No todos los días aparece una publicación científica que tiene la capacidad de cambiar literalmente la historia, ejerciendo un impacto cataclísmico no solo sobre la particular disciplina académica a la que va orientada, sino incluso sobre la filosofía, la cultura y otros múltiples campos del saber y del quehacer humano. Esa selecta categoría está exclusivamente reservada para obras como los "Principia Mathematica Philosophiae Naturalis", de Newton, o "El origen de las especies", de Darwin.
Por eso, llama la atención que no mucha gente haya oído hablar del volumen 17 de la revista alemana "Annalen der Physik", cuya publicación cumple un siglo este año. Ese número contiene tres artículos escritos por un previamente desconocido funcionario de la oficina suiza de patentes, llamado Albert Einstein. Los trabajos versaban sobre mecánica estadística, electromagnetismo y relatividad. Desde su aparición, nuestra visión del mundo, del tiempo y del universo mismo cambió irrevocablemente.
Fallidos augurios. Einstein nació en Ulm el 14 de marzo de 1879 y pasó su infancia en Múnich. Nunca fue un estudiante particularmente destacado, y se negó siempre a amoldarse al rígido formalismo de la educación de su época. En cierto modo, no tuvo otra opción más que volverse prácticamente autodidacto. Sus profesores y orientadores le auguraban un futuro gris, probablemente en algún oficio manual. Es irónico, entonces -además de fuente de esperanza y consuelo para incontables sufridos padres y madres de la "era de la ritalina"-, que ese niño académicamente desaventajado sea considerado hoy como uno de los mayores genios de los últimos cien años y quizás de toda la historia. La prestigiosa revista Time no dudó en escogerlo como el personaje más importante del siglo XX.
La reacción inicial a sus publicaciones no fue particularmente entusiasta, pero, a medida que la comunidad científica fue asimilando sus implicaciones y los resultados experimentales comenzaron a validar sus predicciones -como lo siguen haciendo hasta hoy-, se produjo una revolución en la comprensión de temas como la gravedad, el espacio y el tiempo. Su trabajo no suplantó (como a veces se dice erróneamente) sino que ensanchó y complementó la mecánica clásica newtoniana, con la demolición de arraigados conceptos como los de la existencia del éter o del tiempo absoluto. En palabras del autor Michio Kaku, migajas caídas del plato de Einstein hoy continúan produciendo premios Nobel para otros científicos
. Se convirtió en una celebridad, estatus que, junto con su origen judío, lo tornó a la postre en blanco de la hostilidad de los nazis, y lo obligó a emigrar a Estados Unidos, donde se consagró desde la Universidad de Princeton.
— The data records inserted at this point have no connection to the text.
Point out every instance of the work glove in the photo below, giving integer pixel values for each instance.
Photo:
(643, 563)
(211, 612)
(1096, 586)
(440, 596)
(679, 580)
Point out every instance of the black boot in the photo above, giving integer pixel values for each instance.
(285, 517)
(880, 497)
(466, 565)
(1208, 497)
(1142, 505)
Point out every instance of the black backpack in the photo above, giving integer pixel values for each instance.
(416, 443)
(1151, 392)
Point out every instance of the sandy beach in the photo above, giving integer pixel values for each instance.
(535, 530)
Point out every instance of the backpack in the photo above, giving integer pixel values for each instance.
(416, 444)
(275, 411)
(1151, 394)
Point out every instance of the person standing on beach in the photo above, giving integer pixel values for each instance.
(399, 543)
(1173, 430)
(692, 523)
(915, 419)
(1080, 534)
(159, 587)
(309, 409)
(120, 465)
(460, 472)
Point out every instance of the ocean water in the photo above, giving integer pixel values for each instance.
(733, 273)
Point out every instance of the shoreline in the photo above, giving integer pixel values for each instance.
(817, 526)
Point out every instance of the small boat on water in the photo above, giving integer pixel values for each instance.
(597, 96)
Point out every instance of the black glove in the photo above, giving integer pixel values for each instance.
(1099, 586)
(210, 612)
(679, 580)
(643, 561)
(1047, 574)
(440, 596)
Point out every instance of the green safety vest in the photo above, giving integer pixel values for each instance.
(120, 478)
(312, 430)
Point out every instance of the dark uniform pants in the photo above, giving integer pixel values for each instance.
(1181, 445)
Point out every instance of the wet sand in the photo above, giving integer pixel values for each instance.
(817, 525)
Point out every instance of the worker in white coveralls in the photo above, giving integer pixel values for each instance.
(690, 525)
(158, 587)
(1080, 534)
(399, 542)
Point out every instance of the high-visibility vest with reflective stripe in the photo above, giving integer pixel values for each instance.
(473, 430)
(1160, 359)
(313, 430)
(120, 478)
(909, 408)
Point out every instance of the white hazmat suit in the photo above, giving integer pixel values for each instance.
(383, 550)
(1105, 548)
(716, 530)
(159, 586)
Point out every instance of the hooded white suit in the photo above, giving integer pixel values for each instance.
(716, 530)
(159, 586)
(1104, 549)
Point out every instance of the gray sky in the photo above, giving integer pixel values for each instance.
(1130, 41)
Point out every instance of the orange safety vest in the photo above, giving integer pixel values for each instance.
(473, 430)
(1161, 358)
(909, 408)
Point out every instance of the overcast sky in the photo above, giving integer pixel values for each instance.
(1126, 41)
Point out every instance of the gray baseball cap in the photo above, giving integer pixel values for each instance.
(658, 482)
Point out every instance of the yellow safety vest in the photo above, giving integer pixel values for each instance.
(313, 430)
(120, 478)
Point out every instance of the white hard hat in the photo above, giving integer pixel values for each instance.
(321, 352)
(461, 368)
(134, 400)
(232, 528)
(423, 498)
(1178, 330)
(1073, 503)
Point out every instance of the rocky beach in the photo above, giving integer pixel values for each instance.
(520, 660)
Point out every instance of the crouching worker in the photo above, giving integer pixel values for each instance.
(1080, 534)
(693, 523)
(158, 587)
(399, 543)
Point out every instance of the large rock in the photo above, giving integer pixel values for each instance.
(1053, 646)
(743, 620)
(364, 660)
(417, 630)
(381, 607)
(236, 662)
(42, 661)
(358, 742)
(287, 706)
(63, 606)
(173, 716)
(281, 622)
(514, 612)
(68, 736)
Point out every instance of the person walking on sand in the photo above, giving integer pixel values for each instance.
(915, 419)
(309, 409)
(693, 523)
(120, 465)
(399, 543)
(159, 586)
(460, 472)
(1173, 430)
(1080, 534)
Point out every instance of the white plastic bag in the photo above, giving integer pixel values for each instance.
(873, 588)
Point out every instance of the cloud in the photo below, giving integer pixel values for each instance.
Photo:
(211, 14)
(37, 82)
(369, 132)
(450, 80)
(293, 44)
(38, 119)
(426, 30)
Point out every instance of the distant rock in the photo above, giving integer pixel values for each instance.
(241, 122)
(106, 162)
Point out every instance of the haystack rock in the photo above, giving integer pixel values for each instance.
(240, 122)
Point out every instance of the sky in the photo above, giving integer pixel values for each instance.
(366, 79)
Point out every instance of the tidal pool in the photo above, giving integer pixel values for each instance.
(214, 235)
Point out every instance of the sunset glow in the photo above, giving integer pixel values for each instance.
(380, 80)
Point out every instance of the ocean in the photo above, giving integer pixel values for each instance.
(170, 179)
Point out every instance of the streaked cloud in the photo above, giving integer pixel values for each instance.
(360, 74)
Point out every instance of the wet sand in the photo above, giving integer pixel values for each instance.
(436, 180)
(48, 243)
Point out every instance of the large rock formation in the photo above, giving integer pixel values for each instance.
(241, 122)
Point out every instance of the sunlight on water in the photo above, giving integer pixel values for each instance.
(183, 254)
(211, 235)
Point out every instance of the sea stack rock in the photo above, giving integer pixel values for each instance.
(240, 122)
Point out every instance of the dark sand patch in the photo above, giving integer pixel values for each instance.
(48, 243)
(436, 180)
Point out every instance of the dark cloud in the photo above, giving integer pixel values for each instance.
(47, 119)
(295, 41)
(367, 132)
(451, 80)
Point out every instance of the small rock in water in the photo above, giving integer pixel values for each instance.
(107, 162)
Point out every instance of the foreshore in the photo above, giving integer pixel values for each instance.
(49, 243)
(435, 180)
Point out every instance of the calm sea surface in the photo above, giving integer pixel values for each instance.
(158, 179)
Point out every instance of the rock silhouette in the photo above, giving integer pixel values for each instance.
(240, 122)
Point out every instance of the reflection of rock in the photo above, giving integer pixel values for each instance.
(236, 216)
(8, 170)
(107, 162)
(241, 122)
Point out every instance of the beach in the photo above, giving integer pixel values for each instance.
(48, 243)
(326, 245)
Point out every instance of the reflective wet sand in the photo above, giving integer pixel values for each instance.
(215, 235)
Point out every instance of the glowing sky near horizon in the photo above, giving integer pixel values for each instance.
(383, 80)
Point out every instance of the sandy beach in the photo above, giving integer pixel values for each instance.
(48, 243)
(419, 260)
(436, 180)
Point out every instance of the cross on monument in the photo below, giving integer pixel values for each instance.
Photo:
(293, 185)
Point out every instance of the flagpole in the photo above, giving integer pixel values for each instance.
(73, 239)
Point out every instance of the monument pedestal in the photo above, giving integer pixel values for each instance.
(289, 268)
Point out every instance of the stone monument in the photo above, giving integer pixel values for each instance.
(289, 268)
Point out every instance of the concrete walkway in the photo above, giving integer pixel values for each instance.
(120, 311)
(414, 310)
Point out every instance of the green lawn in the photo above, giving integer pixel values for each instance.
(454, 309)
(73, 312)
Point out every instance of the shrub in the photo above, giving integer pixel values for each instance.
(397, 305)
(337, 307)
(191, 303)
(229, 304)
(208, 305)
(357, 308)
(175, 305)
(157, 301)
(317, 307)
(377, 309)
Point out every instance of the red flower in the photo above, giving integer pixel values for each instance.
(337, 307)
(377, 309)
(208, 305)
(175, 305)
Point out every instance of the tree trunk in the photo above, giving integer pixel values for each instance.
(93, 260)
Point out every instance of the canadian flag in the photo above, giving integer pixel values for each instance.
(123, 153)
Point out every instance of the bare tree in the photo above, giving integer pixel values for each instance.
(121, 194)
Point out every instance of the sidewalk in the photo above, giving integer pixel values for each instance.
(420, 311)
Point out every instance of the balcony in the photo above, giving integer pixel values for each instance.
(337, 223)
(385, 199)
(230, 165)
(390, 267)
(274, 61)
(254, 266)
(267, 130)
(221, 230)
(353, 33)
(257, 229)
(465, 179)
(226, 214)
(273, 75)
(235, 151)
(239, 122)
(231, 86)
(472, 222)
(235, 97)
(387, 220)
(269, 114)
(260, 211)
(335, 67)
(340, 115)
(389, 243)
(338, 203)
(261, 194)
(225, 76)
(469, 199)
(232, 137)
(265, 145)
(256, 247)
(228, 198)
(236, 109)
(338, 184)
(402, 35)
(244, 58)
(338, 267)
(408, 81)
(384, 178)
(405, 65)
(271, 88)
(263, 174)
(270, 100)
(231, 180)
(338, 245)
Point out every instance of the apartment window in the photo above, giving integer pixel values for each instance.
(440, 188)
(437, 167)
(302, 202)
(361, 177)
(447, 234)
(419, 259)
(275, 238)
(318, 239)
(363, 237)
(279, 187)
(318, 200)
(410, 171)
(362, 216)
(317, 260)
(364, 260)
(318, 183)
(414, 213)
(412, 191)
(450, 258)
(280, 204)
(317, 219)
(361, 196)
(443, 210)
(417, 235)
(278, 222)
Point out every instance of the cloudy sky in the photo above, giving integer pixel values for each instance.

Luchador insigne. A diferencia de lo que hacían y siguen haciendo muchos académicos que optan por encerrarse en su torre de marfil personal, Einstein no dudó de apoyar y luchar por diversas causas sociales, caritativas y pacifistas. Son incontables las citas que se hacen de su pensamiento en diversos temas, incluidas filosofía y religión.
Por coincidencia, este año se cumple, además, medio siglo de su muerte. La oportunidad es feliz, pues, para celebrar la vida y el pensamiento de ese gran genio. Confío en que la comunidad científica e intelectual del país se organice para rendirle el tributo que merece, comenzando por las universidades nacionales, que me parece que tienen un compromiso ineludible en ese sentido. La oportunidad es magnífica, además, para proyectar el conocimiento y los métodos de la ciencia hacia la comunidad -en vez, por cierto, de organizar cursos libres sobre Feng Shui u homeopatía, como noto que lo está haciendo en estos días nada menos que la Universidad de Costa Rica-.
NOTA: La última frase de este artículo motivó una crítica de los Drs. Sedalí Solís y Alejandro Brenes.